Web Programming Step by Step, 2nd Edition

Chapter 15: Web Security

Except where otherwise noted, the contents of this document are Copyright 2012 Marty Stepp, Jessica Miller, and Victoria Kirst. All rights reserved. Any redistribution, reproduction, transmission, or storage of part or all of the contents in any form is prohibited without the author's expressed written permission.

15.1: Security Principles

15.1: Security Principles
15.2: Cross-Site Scripting (XSS)
15.3: Validating Input Data
15.4: SQL Injection
15.5: Session-Based Attacks

Our current view of security

until now, we have assumed:
- valid user input
- non-malicious users
- nothing will ever go wrong
this is unrealistic!

The real world

in order to write secure code, we must assume:
- invalid input
- evil users
- incompetent users
- everything that can go wrong, will go wrong
- everybody is out to get you
- botnets, hackers, script kiddies, KGB, etc. are out there
assume nothing; trust no one

Attackers' goals

Why would an attacker target my site?

Read private data (user names, passwords, credit card numbers, grades, prices)
Change data (change a student's grades, prices of products, passwords)
Spoofing (pretending to be someone they are not)
Damage or shut down the site, so that it cannot be successfully used by others
Harm the reputation or credibility of the organization running the site
Spread viruses and other malware

Tools that attackers use

Assume that the attacker knows about web dev and has the same tools you have:

Firebug
extensions e.g. Web Dev Toolbar
port scanners, e.g. nmap
network sniffers, e.g.

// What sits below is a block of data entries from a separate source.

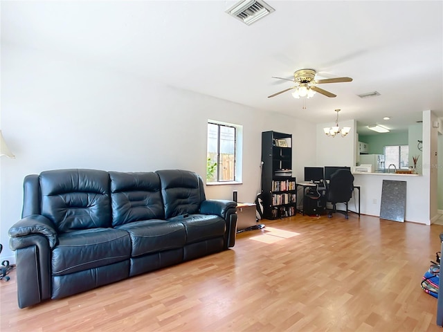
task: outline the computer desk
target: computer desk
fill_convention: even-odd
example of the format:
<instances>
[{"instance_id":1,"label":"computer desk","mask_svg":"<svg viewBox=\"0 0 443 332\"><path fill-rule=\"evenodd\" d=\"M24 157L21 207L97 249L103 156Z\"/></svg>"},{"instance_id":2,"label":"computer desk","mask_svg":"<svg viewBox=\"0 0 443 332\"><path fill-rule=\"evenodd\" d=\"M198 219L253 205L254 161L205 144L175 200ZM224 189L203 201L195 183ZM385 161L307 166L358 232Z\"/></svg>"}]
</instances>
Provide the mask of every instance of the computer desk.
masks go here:
<instances>
[{"instance_id":1,"label":"computer desk","mask_svg":"<svg viewBox=\"0 0 443 332\"><path fill-rule=\"evenodd\" d=\"M308 181L302 181L302 182L297 182L296 183L296 192L297 192L297 196L296 197L296 199L297 201L297 202L296 203L296 208L297 209L297 211L298 211L300 213L304 214L302 210L298 209L298 187L302 187L303 188L303 199L305 199L305 192L306 192L306 189L307 188L309 188L309 187L317 187L318 190L324 190L324 187L318 187L318 183L313 183L311 182L308 182ZM359 192L359 212L356 211L352 211L352 210L349 210L349 208L347 209L347 211L350 212L352 212L352 213L356 213L359 215L359 216L360 216L360 186L359 185L354 185L354 190L353 192L355 190L357 190L357 191ZM349 205L349 203L348 203Z\"/></svg>"}]
</instances>

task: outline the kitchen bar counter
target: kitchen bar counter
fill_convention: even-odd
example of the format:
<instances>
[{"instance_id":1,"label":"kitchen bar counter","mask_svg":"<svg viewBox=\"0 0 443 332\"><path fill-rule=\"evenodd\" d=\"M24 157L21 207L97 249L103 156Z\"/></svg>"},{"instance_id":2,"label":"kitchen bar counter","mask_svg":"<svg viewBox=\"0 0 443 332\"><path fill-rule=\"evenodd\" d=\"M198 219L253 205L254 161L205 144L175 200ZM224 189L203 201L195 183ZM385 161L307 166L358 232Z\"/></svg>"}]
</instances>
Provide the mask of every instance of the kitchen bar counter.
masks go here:
<instances>
[{"instance_id":1,"label":"kitchen bar counter","mask_svg":"<svg viewBox=\"0 0 443 332\"><path fill-rule=\"evenodd\" d=\"M408 174L405 173L388 173L384 172L353 172L353 174L377 175L383 176L419 176L420 174Z\"/></svg>"},{"instance_id":2,"label":"kitchen bar counter","mask_svg":"<svg viewBox=\"0 0 443 332\"><path fill-rule=\"evenodd\" d=\"M429 203L426 183L428 176L422 174L394 173L369 173L354 172L354 185L359 185L361 191L361 213L371 216L380 216L380 203L383 181L390 180L406 181L406 210L405 220L431 225ZM350 202L354 203L353 201Z\"/></svg>"}]
</instances>

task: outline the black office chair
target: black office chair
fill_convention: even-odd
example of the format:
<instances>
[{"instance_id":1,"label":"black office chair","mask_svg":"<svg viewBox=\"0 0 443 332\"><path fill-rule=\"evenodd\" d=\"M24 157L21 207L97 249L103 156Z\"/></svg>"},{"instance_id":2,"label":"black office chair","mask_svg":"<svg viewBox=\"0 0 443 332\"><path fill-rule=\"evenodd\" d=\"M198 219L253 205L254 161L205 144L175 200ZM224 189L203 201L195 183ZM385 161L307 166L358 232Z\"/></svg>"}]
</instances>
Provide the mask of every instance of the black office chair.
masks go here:
<instances>
[{"instance_id":1,"label":"black office chair","mask_svg":"<svg viewBox=\"0 0 443 332\"><path fill-rule=\"evenodd\" d=\"M332 203L332 210L327 212L327 217L332 218L332 214L334 212L340 212L345 215L347 219L349 218L347 215L347 202L352 196L354 191L354 176L351 171L347 169L338 169L332 175L329 179L327 186L327 201ZM337 210L337 203L343 203L346 205L345 210Z\"/></svg>"}]
</instances>

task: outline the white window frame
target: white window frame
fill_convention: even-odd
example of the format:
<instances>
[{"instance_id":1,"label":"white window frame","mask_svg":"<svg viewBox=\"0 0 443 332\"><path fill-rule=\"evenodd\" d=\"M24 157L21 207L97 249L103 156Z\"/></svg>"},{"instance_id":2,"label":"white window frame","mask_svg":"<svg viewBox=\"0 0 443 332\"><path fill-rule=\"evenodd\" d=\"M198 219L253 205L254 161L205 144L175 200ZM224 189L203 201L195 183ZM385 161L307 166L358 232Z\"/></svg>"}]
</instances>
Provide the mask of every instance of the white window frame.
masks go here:
<instances>
[{"instance_id":1,"label":"white window frame","mask_svg":"<svg viewBox=\"0 0 443 332\"><path fill-rule=\"evenodd\" d=\"M228 123L223 121L218 121L215 120L208 120L207 126L209 124L219 124L222 126L233 127L235 129L235 169L234 169L234 181L215 181L208 182L206 179L207 185L230 185L230 184L239 184L242 183L242 169L243 169L243 126L241 124L237 124L234 123ZM206 129L206 130L208 130ZM208 135L206 135L206 140L208 139ZM206 140L206 151L208 151L208 141ZM205 154L205 165L206 164L206 154ZM218 169L218 165L217 165Z\"/></svg>"}]
</instances>

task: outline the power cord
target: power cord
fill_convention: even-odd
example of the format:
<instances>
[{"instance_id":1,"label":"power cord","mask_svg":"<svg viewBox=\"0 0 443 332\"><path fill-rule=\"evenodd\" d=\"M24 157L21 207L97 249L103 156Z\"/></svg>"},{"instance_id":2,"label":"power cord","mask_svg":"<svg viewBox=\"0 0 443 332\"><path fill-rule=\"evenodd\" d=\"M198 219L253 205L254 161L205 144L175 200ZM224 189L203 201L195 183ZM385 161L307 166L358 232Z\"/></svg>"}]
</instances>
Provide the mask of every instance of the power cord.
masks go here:
<instances>
[{"instance_id":1,"label":"power cord","mask_svg":"<svg viewBox=\"0 0 443 332\"><path fill-rule=\"evenodd\" d=\"M264 228L265 225L264 223L260 223L260 225L254 225L253 226L249 226L244 230L240 230L237 231L237 234L242 233L243 232L247 232L248 230L261 230L262 228Z\"/></svg>"},{"instance_id":2,"label":"power cord","mask_svg":"<svg viewBox=\"0 0 443 332\"><path fill-rule=\"evenodd\" d=\"M3 246L0 244L0 252L3 250ZM1 267L0 267L0 280L5 280L9 282L10 278L6 275L9 274L9 272L15 268L15 265L10 265L9 261L4 260L1 262Z\"/></svg>"}]
</instances>

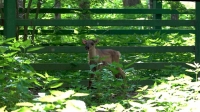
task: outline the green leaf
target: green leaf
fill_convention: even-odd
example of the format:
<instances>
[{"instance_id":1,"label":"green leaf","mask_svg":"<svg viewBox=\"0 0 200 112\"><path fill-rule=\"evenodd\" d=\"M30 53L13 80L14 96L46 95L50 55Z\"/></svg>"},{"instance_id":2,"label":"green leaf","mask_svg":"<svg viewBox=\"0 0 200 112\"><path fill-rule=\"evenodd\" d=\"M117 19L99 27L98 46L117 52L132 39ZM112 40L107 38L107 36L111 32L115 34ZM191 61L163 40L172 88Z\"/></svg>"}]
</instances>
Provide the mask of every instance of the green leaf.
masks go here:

Wireshark, EtherDetect, Firesheep

Some kinds of attacks

Denial of Service (DoS): Making a server unavailable by bombarding it with requests.
Social Engineering: Tricking a user into willingly compromising the security of a site (e.g. phishing).
Privilege Escalation: Causing code to run as a "privileged" context (e.g. "root").
Information Leakage: Allowing an attacker to look at data, files, etc. that he/she should not be allowed to see.
Man-in-the-Middle: Placing a malicious machine in the network and using it to intercept traffic.
Session Hijacking: Stealing another user's session cookie to masquerade as that user.
Cross-Site Scripting (XSS) or HTML Injection: Inserting malicious HTML or JavaScript content into a web page.
SQL Injection: Inserting malicious SQL query code to reveal or modify sensitive data.

Information leakage

when the attacker can look at data, files, etc. that he/she should not be allowed to see

files on web server that should not be there
- or have too generous of permissions (read/write to all)
directories that list their contents (indexing)
- can be disabled on web server
guess the names of files, directories, resources
- see loginfail.php, try loginsuccess.php
- see user.php?id=123, try user.php?id=456
- see /data/public, try /data/private

15.2: Cross-Site Scripting (XSS)

15.1: Security Principles
15.2: Cross-Site Scripting (XSS)
15.3: Validating Input Data
15.4: SQL Injection
15.5: Session-Based Attacks

HTML injection

a flaw where a user is able to inject arbitrary HTML content into your page

This flaw often exists when a page accepts user input and inserts it bare into the page.
example: magic 8-ball
What kinds of silly or malicious content can we inject into the page? Why is this bad?

Injecting HTML content

8ball.php?question=<em>lololol</em>

injected content can lead to:
- annoyance / confusion
- damage to data on the server
- exposure of private data on the server
- financial gain/loss
- end of the human race as we know it
why is HTML injection bad? It allows others to:
- disrupt the flow/layout of your site
- put words into your mouth
- possibly run malicious code on your users' computers

Cross-site scripting (XSS)

a flaw where a user is able to inject and execute arbitrary JavaScript code in your page

8ball.php?question=<script type='text/javascript'>alert('pwned');</script>

JavaScript is often able to be injected because of a previous HTML injection
Try submitting this as the 8-ball's question in Firefox:
- <script type="text/javascript" src="http://panzi.github.com/Browser-Ponies/basecfg.js" id="browser-ponies-config"></script><script type="text/javascript" src="http://panzi.github.com/Browser-Ponies/browserponies.js" id="browser-ponies-script"></script><script type="text/javascript">/* <![CDATA[ */ (function (cfg) {BrowserPonies.setBaseUrl(cfg.baseurl);BrowserPonies.loadConfig(BrowserPoniesBaseConfig);BrowserPonies.loadConfig(cfg);})({"baseurl":"http://panzi.github.com/Browser-Ponies/","fadeDuration":500,"volume":1,"fps":25,"speed":3,"audioEnabled":false,"showFps":false,"showLoadProgress":true,"speakProbability":0.1,"spawn":{"applejack":1,"fluttershy":1,"pinkie pie":1,"rainbow dash":1,"rarity":1,"twilight sparkle":1},"autostart":true}); /* ]]> */</script>
injected script code can:
- masquerade as the original page and trick the user into entering sensitive data
- steal the user's cookies
- masquerade as the user and submit data on their behalf (submit forms, click buttons, etc.)
- ...

Another XSS example

example: Buy-a-Grade Form
Recall that the user submits his name, section, and credit card number to the server, which are then displayed on the page.
How can we inject HTML/JavaScript into the page? Why is this bad?
What could we do to steal the user's sensitive information?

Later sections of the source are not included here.